I am new to data structures and algorithms and I have a problem.

we have two arrays and I want to return first repeating item: eg: arr1 = [1, 2, 3, 4, 5] arr2 = [6, 2, 3, 1, 8]

in the above case first repeating item is 2.

This is the solution if we use hash table:

def find_same_hash(arr1, arr2):
    dictitonary = dict()
    for i in range(len(arr1)):
        dictitonary[arr1[i]] = i
    for j in range(len(arr2)):
        if array2[j] in dictitonary:
            return arr2[j]
        else:
            dictitonary[arr2[j]] = j
    return "Undefined"

result = find_same_hash(arr1, arr2)
print(result)

But what I need is the solution in Array: And this is what I am doing:

def find_same(arr1, arr2):
    for i in range(len(arr2)):
        for j in range(len(arr2)):
            if arr1[i] == arr2[j]:
                return arr1[i]
    return None

result = find_same(arr1, arr2)
print(result)

But the problem is that it is returning 1. 1 is repeating but it is not the first one to repeat.

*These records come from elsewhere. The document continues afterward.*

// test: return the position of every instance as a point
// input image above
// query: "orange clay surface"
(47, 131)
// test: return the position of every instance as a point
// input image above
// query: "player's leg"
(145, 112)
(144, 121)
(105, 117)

CodePudding user response：

You need to reverse the order of the lists for iteration. That way you find the first (or 'earliest') item in arr2 that appears in arr1, not the opposite:

arr1 = [1, 2, 3, 4, 5]
arr2 = [6, 2, 3, 1, 8]

def find_same(arr1, arr2):
    for i in arr2:
      for j in arr1:
        if i == j:
          return i
    return None

print(find_same(arr1, arr2))
# 2

CodePudding user response：

Your specific problem is that you're checking them in the wrong order

def find_same(arr1, arr2):
    for i in range(len(arr2)):
        for j in range(len(arr1)):
            if arr1[j] == arr2[i]:
                return arr1[i]
    return None

result = find_same(arr1, arr2)
print(result)

There's a simpler option..

list1 = [1, 2, 3, 4, 5]
list2 = [6, 2, 3, 1, 8]

def first_duplicate(list1,list2):
    for n in list2:
        if n in list1:
            return n

Using a generator is very neat and tidy:

print(next(n for n in list2 if n in list1))